On the other hand, between 1962 and 1965 local statistical bureaus tried to rebuild their credibility and often went back to the years of famine to find out what had happened. The figures they produced indicate a much higher degree of procurement than those provided by the Bureau for Grain. Table 5 compares the figures compiled by the Bureau in 1962 with the local numbers calculated in 1965 by the provincial Office for Statistics in Hunan in an attempt to determine how much farmers had actually contributed to the state. The difference in estimates for the grain output is minimal, but when it comes to the size of the levies the figures provided by the province turn out to be much higher, ranging from 28 to 35 per cent of the total harvest. Why is there a discrepancy of 4 to 10 per cent? One reason can be found in the nature of the statistical evidence. Closer scrutiny indicates that the figures provided by the Bureau for Grain were not carefully reconstructed in the aftermath of the famine, but rather mechanically compiled from the plans the Bureau had handed out in the previous years. Each plan had two sets of numbers, one set indicating the procurements ‘actually realised’ in the current year, the other setting targets for the coming year. The procurement figures given for 1958, for instance, come from the plan for 1959, meaning that they were rough approximations.
5
To this we should add the fact that the Bureau for Grain in Beijing was under much pressure in 1962 to show that it had not allowed excessive procurements to drain the countryside of grain, and would thus have adopted a set of low figures. But there is another reason for the mismatch: at every level of society, from the village and the commune up to the province, grain was being hidden. The figures compiled in 1965 by the Office for Statistics in Hunan were based on careful research after the famine. The Office could go back to whole sets of commune and county statistics to find out how much had actually been procured, in contrast to the numbers the province officially handed over to the centre. The discrepancy, in other words, corresponds to the amount of procured grain which escaped the gaze of the state.

Other examples confirm that the rates of procurement were much higher than those suggested by the Bureau for Grain. In Zhejiang, for instance, Zeng Shaowen, a top provincial official, admitted in 1961 that some 2.9 million tonnes, or 40.9 per cent of the harvest, was procured in 1958, followed by an even larger 43.2 per cent in the following year. The Bureau for Grain gives much lower percentages, namely 30.4 per cent for 1958 followed by 34.4 per cent.
6
A similar story comes from Guizhou. In the provincial archives, which Yang Jisheng was unable to access, a document from the provincial party committee shows that an average of 1.8 million tonnes was procured each year from 1958 to 1960, meaning 44.4 per cent, with a peak of 2.34 million tonnes in 1959 – equivalent to an enormous 56.5 per cent of the crop.

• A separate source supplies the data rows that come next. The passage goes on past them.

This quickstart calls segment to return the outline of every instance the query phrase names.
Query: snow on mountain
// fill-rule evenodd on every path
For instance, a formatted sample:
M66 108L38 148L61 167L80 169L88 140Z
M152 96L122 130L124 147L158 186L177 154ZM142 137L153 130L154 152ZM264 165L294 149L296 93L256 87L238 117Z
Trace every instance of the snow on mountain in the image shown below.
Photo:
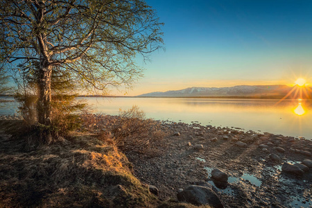
M284 96L291 87L275 85L238 85L228 87L189 87L180 90L164 92L155 92L140 95L152 97L184 97L184 96Z

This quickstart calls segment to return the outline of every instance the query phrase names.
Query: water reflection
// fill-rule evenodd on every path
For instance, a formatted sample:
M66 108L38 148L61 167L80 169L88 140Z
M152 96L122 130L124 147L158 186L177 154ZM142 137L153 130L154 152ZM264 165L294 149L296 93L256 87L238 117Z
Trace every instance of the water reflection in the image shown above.
M297 114L298 116L303 115L306 112L302 107L301 101L302 101L302 99L299 99L298 106L294 110L295 113L296 114Z

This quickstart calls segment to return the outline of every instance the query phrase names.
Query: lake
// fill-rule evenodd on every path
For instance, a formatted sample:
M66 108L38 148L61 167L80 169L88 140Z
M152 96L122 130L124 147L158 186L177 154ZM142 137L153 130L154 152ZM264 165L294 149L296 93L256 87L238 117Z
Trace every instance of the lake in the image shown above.
M82 98L79 98L82 99ZM184 98L87 98L94 113L116 115L119 108L137 105L146 118L175 122L198 121L202 125L240 128L259 132L312 139L312 101L212 99ZM16 103L0 108L12 114ZM14 107L13 105L15 105ZM304 112L303 114L301 114Z

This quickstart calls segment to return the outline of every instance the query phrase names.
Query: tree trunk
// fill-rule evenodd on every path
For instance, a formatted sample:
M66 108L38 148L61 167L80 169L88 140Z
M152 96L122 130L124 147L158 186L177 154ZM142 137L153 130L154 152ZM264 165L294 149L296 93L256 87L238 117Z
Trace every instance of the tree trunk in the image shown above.
M40 62L39 69L39 99L37 103L38 121L41 124L51 125L51 78L52 66L45 61Z

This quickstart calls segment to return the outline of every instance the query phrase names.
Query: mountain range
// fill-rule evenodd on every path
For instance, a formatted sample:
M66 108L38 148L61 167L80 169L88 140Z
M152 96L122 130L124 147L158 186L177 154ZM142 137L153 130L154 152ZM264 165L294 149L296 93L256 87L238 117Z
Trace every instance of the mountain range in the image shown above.
M286 85L238 85L229 87L189 87L180 90L155 92L139 95L146 97L229 97L250 96L259 98L280 98L293 87Z

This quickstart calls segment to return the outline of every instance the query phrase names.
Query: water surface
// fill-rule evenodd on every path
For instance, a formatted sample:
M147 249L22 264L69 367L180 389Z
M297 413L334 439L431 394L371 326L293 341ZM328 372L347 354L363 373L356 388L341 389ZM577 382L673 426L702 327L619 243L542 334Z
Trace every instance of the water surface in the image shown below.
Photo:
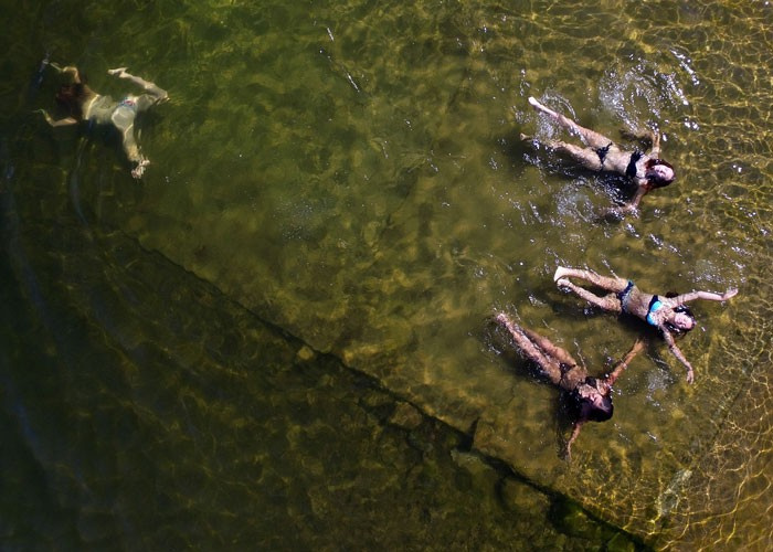
M21 245L8 238L7 250L30 308L46 312L35 278L59 273L45 267L66 266L57 270L74 277L77 263L88 263L73 255L81 240L115 267L104 285L123 289L120 251L99 237L117 233L468 435L473 450L533 487L644 542L770 543L770 7L126 8L29 9L6 56L18 75L2 92L12 106L3 121L6 212L17 219L7 235L23 236ZM170 92L141 124L152 161L142 182L128 177L109 137L54 132L30 114L52 108L56 78L43 73L38 84L35 72L46 52L83 67L99 92L125 93L106 75L116 65ZM620 198L618 182L523 147L521 131L559 136L530 110L529 95L610 136L657 127L678 182L647 197L637 217L595 222ZM613 421L583 432L571 464L559 455L554 392L500 353L507 343L488 317L512 312L599 373L640 328L557 290L558 264L654 291L741 290L724 305L696 305L699 327L680 348L697 383L688 386L655 342L621 380ZM133 351L131 370L147 370L138 343L159 354L171 348L152 325L114 330L115 315L88 291L98 285L60 293L73 286L87 305L81 316ZM147 319L163 319L157 309L173 293L173 284L158 295L150 286L126 300L148 301ZM120 319L136 319L126 308ZM181 325L200 316L180 308ZM244 347L216 341L209 351ZM234 402L219 393L198 404Z

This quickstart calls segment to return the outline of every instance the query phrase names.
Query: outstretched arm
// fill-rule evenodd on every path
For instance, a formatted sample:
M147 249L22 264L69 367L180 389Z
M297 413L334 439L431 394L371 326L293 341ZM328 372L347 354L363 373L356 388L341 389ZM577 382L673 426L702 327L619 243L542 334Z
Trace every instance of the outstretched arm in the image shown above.
M59 64L56 63L49 63L52 67L54 67L56 71L60 73L72 73L73 74L73 81L76 83L81 82L81 73L78 73L77 67L73 65L67 65L66 67L60 67Z
M116 75L118 78L127 78L128 81L131 81L134 84L141 86L145 92L150 94L151 96L156 97L156 102L166 102L169 99L169 94L167 94L167 91L163 88L159 87L156 85L156 83L151 83L149 81L146 81L145 78L141 78L139 76L135 76L126 71L126 67L118 67L114 70L108 70L107 73L109 75Z
M692 383L695 381L695 372L692 370L692 364L685 358L681 350L677 347L676 341L674 341L674 336L664 327L660 327L663 331L663 338L668 343L668 350L671 351L679 362L681 362L687 369L687 383Z
M730 299L731 297L735 297L737 295L738 289L735 288L728 289L721 295L714 294L712 291L690 291L689 294L682 294L673 297L671 300L678 305L682 305L688 301L693 301L696 299L703 299L708 301L727 301L728 299Z
M504 312L498 314L495 317L495 320L498 323L500 323L501 326L504 326L507 329L507 331L510 332L512 340L515 341L518 349L520 349L523 357L536 362L537 365L540 367L540 370L542 371L542 373L548 379L550 379L550 381L554 385L559 385L561 383L561 368L559 367L559 363L555 361L555 359L550 358L549 351L543 351L541 349L541 346L539 343L536 343L534 341L532 341L529 338L529 336L523 331L523 328L521 328L516 322L513 322L510 319L510 317L508 317L506 314L504 314ZM546 338L542 338L542 339L544 341L548 341ZM551 343L551 346L552 346L552 343ZM554 346L552 346L552 347L554 347ZM566 353L566 355L569 357L569 353ZM574 362L572 362L572 363L574 363Z
M642 352L642 349L644 349L644 339L638 338L634 346L631 348L631 350L626 353L625 358L621 360L617 365L615 365L615 369L612 371L610 375L607 375L604 379L604 382L611 388L612 385L615 384L617 381L617 378L625 371L626 368L628 368L628 364L631 363L634 358Z
M64 119L54 120L51 118L51 115L49 115L49 112L46 112L45 109L38 110L43 114L45 121L52 127L66 127L70 125L77 125L77 120L74 117L65 117Z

The figures given by the Bureau for Grain are on average 1.4 million tonnes for the same three years, or about a quarter less.
7

Some of these calculations may seem rather abstract, but they matter a great deal. Grain is not only the currency of exchange in a command economy; it becomes the source of survival in times of famine. When either Hunan or Zhejiang increased their procurements by 8 to 10 per cent, taking an extra 750,000 tonnes of grain from the countryside in the middle of the famine, the number of people forced into starvation grew proportionally. We have seen how one kilo of grain provided a sufficient number of calories for one person each day, meaning that a family of three could live on a tonne per year. But the real point is that many farmers could have survived famine if their rations had been only marginally increased by some 400 or 500 calories a day, equivalent to a large bowl in the evening. In short, in order to understand how people perished on such a scale, it is vital to see the role played by increased procurements in times of declining harvests.